Pequeños insectos andaban por las raíces arrancadas. Del tronco caído emanaba un fuerte olor a tierra. Sabía cómo debía inclinarse hacia delante para poder observarla, sin que ella le viera. Por un momento reconoció la angustia total, la que desencadenaba todo lo oscuro.

Estaba sentado sobre una piedra. Le rodeaban la hierba y las margaritas. Y dientes de león sin flores. Sólo quedaban las hojas dentadas. Los troncos de los pinos se alineaban frente a él densos como una pared. Sus ojos conocían cada rincón del paisaje. Las matas de fresas junto a la piedra que se hundía en la tierra tenían pequeños frutos resecos. Aunque eran casi las diez y media, hacía calor.

Se preparaba. Debía volver al profundo vacío.

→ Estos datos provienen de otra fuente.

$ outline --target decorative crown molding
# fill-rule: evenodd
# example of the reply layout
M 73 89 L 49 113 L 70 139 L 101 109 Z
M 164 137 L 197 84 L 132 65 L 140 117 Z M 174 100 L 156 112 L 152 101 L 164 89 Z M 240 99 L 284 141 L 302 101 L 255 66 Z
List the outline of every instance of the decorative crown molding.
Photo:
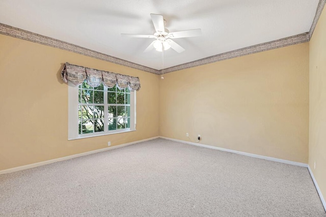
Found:
M 314 18 L 314 20 L 312 22 L 312 24 L 311 25 L 311 27 L 310 28 L 310 30 L 309 30 L 309 41 L 310 39 L 311 39 L 311 36 L 312 36 L 312 34 L 315 30 L 315 28 L 316 28 L 316 26 L 317 25 L 317 22 L 318 22 L 318 20 L 319 19 L 319 17 L 321 14 L 321 12 L 322 12 L 322 10 L 324 8 L 324 6 L 325 6 L 325 3 L 326 3 L 326 0 L 319 0 L 319 3 L 318 4 L 318 6 L 317 6 L 317 10 L 316 10 L 316 15 L 315 15 L 315 18 Z
M 309 41 L 308 33 L 203 58 L 164 69 L 164 74 Z M 162 70 L 160 70 L 162 74 Z
M 95 51 L 68 42 L 65 42 L 62 41 L 37 34 L 36 33 L 16 28 L 3 23 L 0 23 L 0 34 L 30 41 L 44 45 L 49 46 L 56 48 L 73 52 L 74 53 L 79 53 L 79 54 L 90 56 L 91 57 L 126 66 L 133 69 L 139 69 L 154 74 L 159 74 L 158 70 L 152 69 L 151 68 L 135 64 L 134 63 L 115 57 L 110 55 Z
M 173 66 L 172 67 L 164 69 L 164 70 L 157 70 L 145 66 L 142 66 L 140 64 L 137 64 L 134 63 L 110 56 L 107 54 L 100 53 L 77 45 L 75 45 L 72 44 L 65 42 L 62 41 L 26 31 L 25 30 L 21 29 L 18 28 L 16 28 L 2 23 L 0 23 L 0 34 L 67 50 L 68 51 L 73 52 L 85 56 L 90 56 L 98 59 L 144 71 L 145 72 L 156 74 L 161 74 L 163 73 L 164 73 L 164 74 L 168 73 L 169 72 L 175 72 L 176 71 L 179 71 L 196 66 L 211 64 L 219 61 L 225 60 L 232 58 L 258 53 L 259 52 L 265 51 L 273 49 L 279 48 L 289 45 L 293 45 L 296 44 L 309 42 L 311 38 L 312 34 L 316 27 L 316 25 L 317 25 L 317 23 L 320 15 L 321 14 L 325 3 L 326 0 L 319 0 L 319 2 L 317 7 L 317 10 L 316 11 L 316 14 L 309 33 L 303 33 L 276 41 L 259 44 L 256 45 L 253 45 L 250 47 L 247 47 L 238 50 L 221 53 L 220 54 L 209 56 L 208 57 Z

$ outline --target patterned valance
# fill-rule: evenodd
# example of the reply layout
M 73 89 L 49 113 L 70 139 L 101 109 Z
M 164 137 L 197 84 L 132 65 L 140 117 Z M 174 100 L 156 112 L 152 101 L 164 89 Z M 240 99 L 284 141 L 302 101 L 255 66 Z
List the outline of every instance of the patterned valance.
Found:
M 138 77 L 90 69 L 69 63 L 65 64 L 61 78 L 65 82 L 70 81 L 75 85 L 81 84 L 86 79 L 87 83 L 93 87 L 102 83 L 107 88 L 112 88 L 117 84 L 120 89 L 128 87 L 130 90 L 139 90 L 141 88 Z

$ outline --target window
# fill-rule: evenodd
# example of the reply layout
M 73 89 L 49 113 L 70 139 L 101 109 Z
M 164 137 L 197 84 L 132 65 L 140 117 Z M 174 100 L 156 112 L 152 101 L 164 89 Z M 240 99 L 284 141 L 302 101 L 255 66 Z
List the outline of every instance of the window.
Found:
M 68 83 L 68 139 L 135 130 L 135 91 Z

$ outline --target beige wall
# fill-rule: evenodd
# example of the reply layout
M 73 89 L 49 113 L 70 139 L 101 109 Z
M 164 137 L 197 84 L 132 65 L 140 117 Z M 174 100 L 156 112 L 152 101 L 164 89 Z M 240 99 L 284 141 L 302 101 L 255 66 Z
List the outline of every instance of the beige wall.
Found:
M 309 166 L 326 198 L 326 7 L 309 42 Z M 316 169 L 314 169 L 316 162 Z
M 160 136 L 308 163 L 308 43 L 164 77 Z
M 0 35 L 0 170 L 158 136 L 157 75 Z M 63 64 L 138 76 L 137 131 L 68 141 Z

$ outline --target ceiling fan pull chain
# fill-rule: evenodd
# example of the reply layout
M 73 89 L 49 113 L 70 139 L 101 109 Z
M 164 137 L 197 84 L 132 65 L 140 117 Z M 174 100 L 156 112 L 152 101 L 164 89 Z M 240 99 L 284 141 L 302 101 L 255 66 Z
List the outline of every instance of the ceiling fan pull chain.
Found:
M 164 45 L 162 44 L 162 75 L 161 75 L 161 79 L 164 79 L 163 75 L 164 74 Z

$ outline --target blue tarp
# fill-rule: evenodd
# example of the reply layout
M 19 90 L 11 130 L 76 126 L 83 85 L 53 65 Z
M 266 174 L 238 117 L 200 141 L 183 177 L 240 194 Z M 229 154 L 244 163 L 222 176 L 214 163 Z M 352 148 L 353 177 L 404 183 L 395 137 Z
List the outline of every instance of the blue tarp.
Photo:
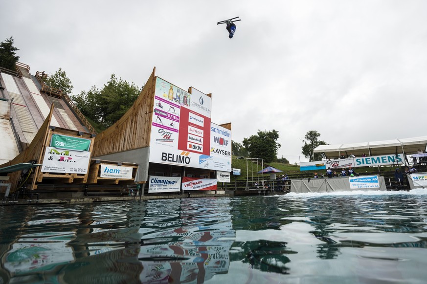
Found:
M 272 167 L 267 167 L 264 170 L 260 171 L 258 172 L 258 174 L 274 174 L 274 173 L 283 173 L 283 171 L 277 170 L 275 168 Z

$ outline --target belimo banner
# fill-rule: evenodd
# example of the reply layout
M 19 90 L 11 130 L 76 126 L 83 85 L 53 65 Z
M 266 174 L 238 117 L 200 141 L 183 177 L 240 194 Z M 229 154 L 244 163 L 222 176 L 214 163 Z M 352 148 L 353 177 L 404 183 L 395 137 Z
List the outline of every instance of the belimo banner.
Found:
M 84 138 L 54 134 L 50 140 L 50 147 L 74 151 L 89 151 L 90 140 Z

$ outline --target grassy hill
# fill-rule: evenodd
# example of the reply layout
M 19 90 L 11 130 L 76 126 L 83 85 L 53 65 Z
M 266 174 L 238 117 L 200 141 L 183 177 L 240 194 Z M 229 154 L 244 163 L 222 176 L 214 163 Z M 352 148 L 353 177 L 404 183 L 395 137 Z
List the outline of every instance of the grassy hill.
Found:
M 231 167 L 235 169 L 240 169 L 241 175 L 240 176 L 235 176 L 237 180 L 246 180 L 247 176 L 248 175 L 249 179 L 251 177 L 256 177 L 258 175 L 258 172 L 263 169 L 261 164 L 257 165 L 256 163 L 251 163 L 250 160 L 247 161 L 247 165 L 246 158 L 237 159 L 237 157 L 233 156 L 231 160 Z M 301 172 L 299 170 L 299 166 L 296 165 L 291 165 L 290 164 L 283 164 L 282 163 L 264 163 L 264 168 L 266 168 L 269 166 L 273 167 L 276 169 L 283 171 L 283 173 L 279 173 L 276 174 L 276 176 L 280 175 L 287 174 L 291 178 L 301 178 L 304 177 L 310 177 L 313 175 L 314 171 L 304 171 Z M 396 168 L 396 166 L 382 166 L 382 167 L 361 167 L 355 168 L 356 172 L 361 175 L 392 175 Z M 402 165 L 400 165 L 401 169 L 403 169 L 403 167 Z M 340 173 L 340 169 L 337 171 Z M 317 171 L 319 175 L 325 175 L 326 170 L 319 170 Z M 264 175 L 266 178 L 269 177 L 269 175 Z M 234 180 L 234 178 L 233 180 Z

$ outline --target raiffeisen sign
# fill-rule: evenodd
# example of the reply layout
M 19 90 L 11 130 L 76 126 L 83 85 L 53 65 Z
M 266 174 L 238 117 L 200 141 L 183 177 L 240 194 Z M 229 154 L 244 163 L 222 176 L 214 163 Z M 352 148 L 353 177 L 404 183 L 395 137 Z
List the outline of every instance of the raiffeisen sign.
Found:
M 231 131 L 211 121 L 211 99 L 156 78 L 149 161 L 231 171 Z

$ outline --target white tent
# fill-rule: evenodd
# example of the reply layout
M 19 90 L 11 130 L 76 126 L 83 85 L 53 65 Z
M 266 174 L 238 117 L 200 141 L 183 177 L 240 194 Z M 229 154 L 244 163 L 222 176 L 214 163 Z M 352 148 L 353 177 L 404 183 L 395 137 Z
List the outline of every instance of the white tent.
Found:
M 419 149 L 426 151 L 427 136 L 395 139 L 389 140 L 361 142 L 334 145 L 320 145 L 314 150 L 315 153 L 324 153 L 328 159 L 339 158 L 341 154 L 348 157 L 350 154 L 360 156 L 417 153 Z

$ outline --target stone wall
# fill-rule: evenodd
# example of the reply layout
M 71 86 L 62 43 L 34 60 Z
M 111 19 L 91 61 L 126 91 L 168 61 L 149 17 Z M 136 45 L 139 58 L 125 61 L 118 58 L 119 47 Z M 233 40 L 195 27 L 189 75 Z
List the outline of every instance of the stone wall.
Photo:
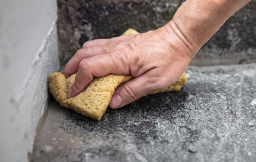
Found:
M 59 67 L 57 10 L 55 1 L 0 1 L 1 162 L 29 160 Z
M 170 20 L 182 0 L 58 0 L 59 56 L 62 67 L 86 40 L 140 32 Z M 194 65 L 256 61 L 256 3 L 229 19 L 192 61 Z

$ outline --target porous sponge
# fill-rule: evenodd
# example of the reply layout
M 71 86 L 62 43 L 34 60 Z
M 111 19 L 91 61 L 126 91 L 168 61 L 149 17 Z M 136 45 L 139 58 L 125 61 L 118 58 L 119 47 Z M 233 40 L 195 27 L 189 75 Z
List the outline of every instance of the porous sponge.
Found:
M 136 30 L 129 29 L 123 35 L 136 34 L 138 33 Z M 119 85 L 133 78 L 131 75 L 115 74 L 95 78 L 84 91 L 76 96 L 67 99 L 67 93 L 75 82 L 75 77 L 76 74 L 67 78 L 61 72 L 51 74 L 48 83 L 50 93 L 61 107 L 98 120 L 100 120 L 105 113 L 115 90 Z M 173 85 L 149 95 L 178 91 L 186 81 L 184 72 Z

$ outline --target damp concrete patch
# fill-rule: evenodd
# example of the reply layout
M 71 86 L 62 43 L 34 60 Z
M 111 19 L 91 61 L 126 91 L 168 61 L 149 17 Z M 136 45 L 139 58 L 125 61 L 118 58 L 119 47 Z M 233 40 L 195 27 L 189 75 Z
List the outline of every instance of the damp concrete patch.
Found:
M 256 69 L 189 67 L 180 91 L 108 108 L 100 121 L 52 99 L 32 161 L 255 162 Z

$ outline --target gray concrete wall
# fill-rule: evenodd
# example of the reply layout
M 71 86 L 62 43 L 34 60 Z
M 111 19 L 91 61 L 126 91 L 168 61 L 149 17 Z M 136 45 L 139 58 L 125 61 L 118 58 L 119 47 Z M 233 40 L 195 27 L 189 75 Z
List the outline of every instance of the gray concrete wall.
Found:
M 140 32 L 170 20 L 183 0 L 58 0 L 60 57 L 63 67 L 88 40 Z M 256 2 L 235 14 L 199 51 L 194 65 L 256 62 Z
M 25 162 L 58 70 L 57 3 L 0 1 L 0 161 Z

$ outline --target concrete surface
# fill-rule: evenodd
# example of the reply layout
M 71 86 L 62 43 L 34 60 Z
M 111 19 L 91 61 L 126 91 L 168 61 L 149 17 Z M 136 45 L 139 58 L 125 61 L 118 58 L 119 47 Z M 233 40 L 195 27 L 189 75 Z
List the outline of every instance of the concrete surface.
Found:
M 0 161 L 26 162 L 59 67 L 57 3 L 0 1 Z
M 58 0 L 61 67 L 86 40 L 142 32 L 169 21 L 184 0 Z M 210 66 L 256 62 L 256 2 L 230 17 L 191 63 Z
M 99 122 L 52 99 L 32 161 L 256 161 L 256 64 L 186 73 L 180 91 L 108 109 Z

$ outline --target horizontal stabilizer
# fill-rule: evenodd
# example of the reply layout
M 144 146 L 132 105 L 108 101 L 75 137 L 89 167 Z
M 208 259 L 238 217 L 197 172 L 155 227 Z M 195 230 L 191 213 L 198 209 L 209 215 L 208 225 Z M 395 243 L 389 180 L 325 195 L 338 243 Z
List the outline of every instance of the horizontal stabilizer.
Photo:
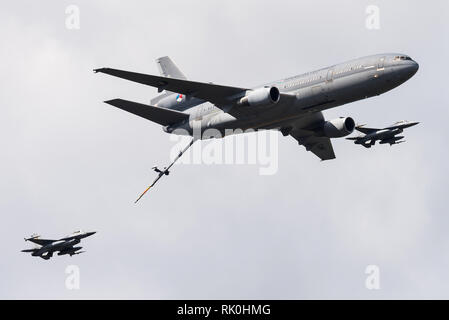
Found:
M 37 250 L 39 250 L 39 249 L 25 249 L 25 250 L 22 250 L 21 252 L 30 252 L 30 253 L 34 253 L 34 252 L 36 252 Z
M 146 104 L 132 102 L 123 99 L 114 99 L 105 101 L 105 103 L 119 109 L 133 113 L 139 117 L 156 122 L 163 126 L 169 126 L 175 123 L 179 123 L 189 118 L 187 113 L 169 110 L 159 107 L 153 107 Z

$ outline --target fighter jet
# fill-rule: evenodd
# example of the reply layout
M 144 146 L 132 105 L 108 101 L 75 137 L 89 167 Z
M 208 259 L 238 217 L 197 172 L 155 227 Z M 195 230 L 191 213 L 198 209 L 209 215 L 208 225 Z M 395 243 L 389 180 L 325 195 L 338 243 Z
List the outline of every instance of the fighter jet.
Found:
M 347 140 L 354 141 L 355 144 L 360 144 L 365 148 L 371 148 L 376 144 L 376 141 L 379 141 L 380 144 L 390 144 L 390 146 L 394 144 L 400 144 L 405 142 L 401 140 L 404 136 L 398 136 L 401 134 L 404 129 L 416 126 L 419 122 L 411 122 L 411 121 L 398 121 L 395 124 L 383 128 L 365 128 L 364 125 L 356 126 L 355 129 L 364 133 L 364 135 L 358 137 L 346 138 Z
M 58 252 L 58 256 L 69 254 L 74 256 L 81 254 L 85 251 L 79 251 L 83 247 L 75 247 L 81 242 L 81 239 L 90 237 L 96 232 L 83 232 L 75 231 L 71 235 L 68 235 L 62 239 L 50 240 L 41 239 L 39 235 L 32 235 L 30 238 L 25 238 L 25 241 L 30 241 L 38 245 L 34 249 L 25 249 L 22 252 L 29 252 L 33 257 L 41 257 L 44 260 L 48 260 L 53 256 L 53 253 Z
M 217 132 L 225 137 L 246 130 L 278 130 L 322 161 L 335 159 L 331 139 L 349 136 L 355 128 L 351 117 L 326 120 L 324 110 L 386 93 L 412 78 L 419 68 L 408 55 L 384 53 L 249 88 L 190 81 L 169 57 L 156 62 L 160 76 L 94 69 L 155 87 L 160 93 L 150 104 L 124 99 L 105 102 L 155 122 L 167 133 L 192 136 L 189 146 L 218 138 Z M 165 175 L 157 173 L 154 183 Z

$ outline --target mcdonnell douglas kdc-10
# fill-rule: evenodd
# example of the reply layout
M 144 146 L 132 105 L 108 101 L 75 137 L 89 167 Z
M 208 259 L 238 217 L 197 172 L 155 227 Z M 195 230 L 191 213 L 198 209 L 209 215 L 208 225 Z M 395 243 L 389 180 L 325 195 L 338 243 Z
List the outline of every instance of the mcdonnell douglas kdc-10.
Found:
M 105 102 L 156 122 L 165 132 L 191 135 L 192 143 L 216 138 L 207 134 L 209 129 L 221 137 L 247 129 L 279 130 L 321 160 L 335 158 L 331 138 L 345 137 L 355 128 L 350 117 L 326 121 L 323 110 L 383 94 L 409 80 L 419 68 L 405 54 L 378 54 L 250 89 L 189 81 L 168 57 L 157 63 L 161 76 L 95 69 L 165 90 L 151 105 L 123 99 Z M 168 169 L 159 172 L 158 179 L 165 174 Z

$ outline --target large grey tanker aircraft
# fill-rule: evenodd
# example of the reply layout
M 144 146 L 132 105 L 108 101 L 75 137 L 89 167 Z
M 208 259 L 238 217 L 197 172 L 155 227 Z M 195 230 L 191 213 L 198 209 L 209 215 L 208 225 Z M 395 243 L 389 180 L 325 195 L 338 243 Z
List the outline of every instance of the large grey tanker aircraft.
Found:
M 381 129 L 357 126 L 355 129 L 364 133 L 364 135 L 346 139 L 353 140 L 355 144 L 360 144 L 365 148 L 371 148 L 376 144 L 376 141 L 379 141 L 380 144 L 389 144 L 392 146 L 405 142 L 402 140 L 404 136 L 398 136 L 398 134 L 404 132 L 404 129 L 416 126 L 417 124 L 419 122 L 398 121 L 389 127 Z
M 250 89 L 189 81 L 168 57 L 157 63 L 161 76 L 95 69 L 165 91 L 151 105 L 123 99 L 105 102 L 156 122 L 165 132 L 191 135 L 192 141 L 217 138 L 216 132 L 224 137 L 247 129 L 279 130 L 321 160 L 335 158 L 331 138 L 345 137 L 355 128 L 350 117 L 325 120 L 323 110 L 383 94 L 419 68 L 408 55 L 385 53 Z
M 75 231 L 71 235 L 68 235 L 62 239 L 50 240 L 41 239 L 38 235 L 33 235 L 30 238 L 25 238 L 25 241 L 33 242 L 40 247 L 34 249 L 25 249 L 22 252 L 29 252 L 33 257 L 41 257 L 44 260 L 48 260 L 53 256 L 54 252 L 58 252 L 58 256 L 69 254 L 70 256 L 83 253 L 79 251 L 83 247 L 75 247 L 81 242 L 81 239 L 90 237 L 95 232 L 83 232 Z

Tenía que ver con el hombre del ascensor. Todo había vuelto a la superficie. Al principio pensó que era pura fantasía, tontería y desvarío. Pero había conducido hasta Stovner para comprobarlo. Y después de un día espiando había verificado que era cierto. La locura le desconcertaba, el misterio le daba miedo. No había ningún consuelo en lo que había descubierto, más bien una tortura. De repente, su futuro se había perdido. En su interior la agresión crecía en forma de flor negra. ¿Cómo mataría esa flor?

El círculo que rodeaba la muerte. Estuvo en el piso, rompió un plato grande, blanco con pintitas azules alrededor. Tenía una mitad en cada mano y las miraba, como si sus bordes afilados le devolvieran repentinamente a la realidad. Ese método le ayudaba a reencontrar el punto en que el dolor se desintegraba. Era como caer de una dimensión a otra. Lo neutralizaba todo. Pensaba como antes. El método era peligroso. Hacía muchos años. Tenía que planificar, mantener la ira a raya todo el tiempo que pudiera. Era una parte de todo. Desplazó su mirada más allá del tronco rugoso y observó el cuerpo de la joven que apareció cuando levantó los brazos y se quitó el vestido.